Author Kathryn Harrison is best known for her 1997 memoir, The Kiss, an eerie book, somehow both passionate and dispassionate, about a shocking subject: her love affair with her own father.

To turn to historical fiction after such impossible self-exposure, as she has now done several times, might seem like a retreat, but Harrison's new novel, Enchantments, a Romanov fantasia, bears the same fidelity to difficult emotions that The Kiss did. The result is a strange and slow-burning tale, hard to forget.

The narrator of Enchantments is Masha, daughter of the healer and monk Rasputin. As the book begins, her father has been murdered, and she becomes a ward of Russia's final tsar and, in particular, a companion to his heir, Alyosha. Hemophilia, in 1917 a catastrophically dangerous disease, has forced this son to bed rest, and to entertain him, Masha begins to tell stories, some real, some fantastical.

This is a static premise, and there is not much momentum in the early stages of the book. But soon Masha begins to recount the lives of Rasputin, the Tsarina and other characters, and these looping chronologies become immersive — and indeed come to seem like their own subtle commentary on historical fiction. Even better, they draw effortlessly (and therefore, probably, with a great deal of effort from the author) on the demi-Christian jumble of omens and demons to which many Russians of the 1910s subscribed.

Though Masha and Alyosha are compelling, the book's greatest strength is actually its secondary characters. We know the unhappy fate of the Romanovs — revolutionaries annex the palace essentially as Masha arrives — and await it with some dread. In particular, the tsar, Nikolay, is a moving figure: martial, dutiful, unimaginative and here — humiliated by his former servants, his actions mechanical, only manners keeping him afloat — he comes to seem more tragic even than his famous daughters.

Enchantments is flawed. Its writing is heavy, gleaming and self-serious, like a luxury good, and lacks the spring and verve from which historical fiction, already prone to dustiness, can especially benefit. And it is a book with alienating aristocratic sympathies, the peasants either loyal Borzoi or heartless turncoats.

But Harrison has taken a tired subject, the Romanovs, and offered a fresh vision of it.
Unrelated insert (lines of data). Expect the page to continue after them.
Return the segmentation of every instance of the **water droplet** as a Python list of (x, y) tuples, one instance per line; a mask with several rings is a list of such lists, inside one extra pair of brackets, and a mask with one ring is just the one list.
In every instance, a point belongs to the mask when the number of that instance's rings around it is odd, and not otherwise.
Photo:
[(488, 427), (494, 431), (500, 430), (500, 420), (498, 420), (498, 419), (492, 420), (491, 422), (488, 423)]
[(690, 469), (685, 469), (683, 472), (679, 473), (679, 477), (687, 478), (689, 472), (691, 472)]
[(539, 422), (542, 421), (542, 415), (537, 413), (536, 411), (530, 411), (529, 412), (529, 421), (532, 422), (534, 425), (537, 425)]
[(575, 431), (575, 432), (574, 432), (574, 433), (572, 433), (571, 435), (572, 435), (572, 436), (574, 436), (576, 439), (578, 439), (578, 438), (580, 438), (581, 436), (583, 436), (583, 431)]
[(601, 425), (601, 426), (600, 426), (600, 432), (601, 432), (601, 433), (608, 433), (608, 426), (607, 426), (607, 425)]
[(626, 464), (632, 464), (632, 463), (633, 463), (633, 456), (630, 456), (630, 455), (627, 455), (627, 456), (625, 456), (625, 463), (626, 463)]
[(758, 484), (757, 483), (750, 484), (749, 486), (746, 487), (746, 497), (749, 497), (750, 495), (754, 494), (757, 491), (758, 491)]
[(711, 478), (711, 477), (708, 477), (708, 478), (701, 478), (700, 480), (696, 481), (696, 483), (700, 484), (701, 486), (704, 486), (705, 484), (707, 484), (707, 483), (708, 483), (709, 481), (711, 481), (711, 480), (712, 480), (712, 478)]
Perhaps because in their backward groping historical fiction and memoir are closer, to her, than they might seem to us: After all, Masha is a young woman in thrall to a magically charismatic father, who sketches her relationship with him in a series of stories. Doesn't this sound like The Kiss?

Harrison herself offers a cagey gesture toward the recursion. Referring to Rasputin's powers of healing, Alyosha asks Masha, "Did he ever do it to you?" Rasputin's daughter misunderstands: "Of course he didn't!" she responds. "What are you talking about?"